Sir Edward Rogers was born in 1498 to George Rogers and his wife Mary.
It is believed that Rogers served the Courtenay family and was given livery by the Marquess of Exeter in 1525. The following year Rogers along with George Carew and Andrew Flamank took off to Calais. Instead the landed at Le Conquet and they set off for Paris and Blois where they sought to enter the service of the Regent of France. Their offer was turned down due to the lack of a letter of commendation from Henry VIII or Cardinal Wolsey. With the failure to gain the appointment the trio set off back for England via Calais.
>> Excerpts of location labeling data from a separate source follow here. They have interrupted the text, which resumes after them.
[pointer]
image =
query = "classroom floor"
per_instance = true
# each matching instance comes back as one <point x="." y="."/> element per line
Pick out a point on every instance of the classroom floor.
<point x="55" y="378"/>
They were interviewed at Calais where they received a pardon and allowed to travel back to England.
Rogers was made an Esquire of the Body to King Henry VIII some time before 1534. In this role he was act as a personal attendant to the King and answered his every call. During the Dissolution of the Monasteries he was granted the land of a former nunnery in Cannington, Somerset. From here he set up his family home and was appointed as a Justice of the Peace for Somerset and Dorset and later, in 1547, represented Tavistock as a Member of Parliament.
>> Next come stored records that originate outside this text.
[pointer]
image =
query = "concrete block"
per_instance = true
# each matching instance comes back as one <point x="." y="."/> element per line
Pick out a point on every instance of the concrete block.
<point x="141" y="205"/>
Rogers fell out of favour briefly when he argued with the new Lord Protector, Edward Seymour, but with Seymour’s fall from grace Rogers returned to court. At the coronation of King Edward VI Rogers was knighted and appointed to be one of Edward’s four principal gentlemen of the Privy Council. It was a short appointment as in January 1550 Rogers was placed under house arrest for unknown reasons, he returned to favour once again six months later where he was also granted a pension of £50. Back in favour with King Edward VI Rogers witnessed the appointment of Lady Jane Grey as Edward’s heir.
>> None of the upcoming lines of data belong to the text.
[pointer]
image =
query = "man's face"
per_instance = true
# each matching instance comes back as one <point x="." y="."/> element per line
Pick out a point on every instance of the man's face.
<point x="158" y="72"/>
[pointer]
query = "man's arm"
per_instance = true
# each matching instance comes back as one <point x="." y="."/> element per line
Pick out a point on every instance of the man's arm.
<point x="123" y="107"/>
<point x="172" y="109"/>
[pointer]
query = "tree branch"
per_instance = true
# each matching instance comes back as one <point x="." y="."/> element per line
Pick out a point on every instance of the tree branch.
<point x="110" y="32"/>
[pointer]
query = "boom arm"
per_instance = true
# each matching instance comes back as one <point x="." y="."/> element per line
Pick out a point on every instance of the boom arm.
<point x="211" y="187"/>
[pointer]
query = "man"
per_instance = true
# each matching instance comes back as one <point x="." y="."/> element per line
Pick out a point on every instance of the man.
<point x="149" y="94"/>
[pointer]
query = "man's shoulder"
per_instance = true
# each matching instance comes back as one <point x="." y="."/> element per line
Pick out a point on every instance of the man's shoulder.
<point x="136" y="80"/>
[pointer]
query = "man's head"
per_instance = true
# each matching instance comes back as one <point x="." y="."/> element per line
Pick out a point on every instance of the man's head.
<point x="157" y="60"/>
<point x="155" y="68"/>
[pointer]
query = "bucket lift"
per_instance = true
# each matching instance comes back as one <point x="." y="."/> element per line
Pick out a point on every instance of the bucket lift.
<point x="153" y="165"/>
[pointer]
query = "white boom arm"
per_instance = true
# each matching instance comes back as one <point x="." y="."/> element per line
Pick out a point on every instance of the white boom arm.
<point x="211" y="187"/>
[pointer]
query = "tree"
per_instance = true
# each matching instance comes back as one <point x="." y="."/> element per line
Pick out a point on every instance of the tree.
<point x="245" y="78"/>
With Lady Jane’s short reign and the rule of the Catholic Queen Mary, Rogers retreated back to Somerset until 1554 when he was arrested and imprisoned in the Tower of London for attempting raise a insurrection in Devon that coincided with Wyatt’s rebellion. Rogers was released 1555 with a pardon and a fine of £1000. Rogers had throughout his life discarded the Catholic rules and previously in 1543 he was reprimanded for eating meat during Lent.
With Mary’s death and the accession of Queen Elizabeth Rogers was recommended to her employment by Sir Nicholas Throckmorton. Rogers was appointed to the roles of Vice-Chamberlain, Captain of the Guard and Privy Councillor and in 1560 was appointed to succeed Sir Thomas Parry as Comptroller of Elizabeth’s household.
Rogers would hold these roles until his death on 3rd May 1568 in his will he left the majority of his goods and land to his only son.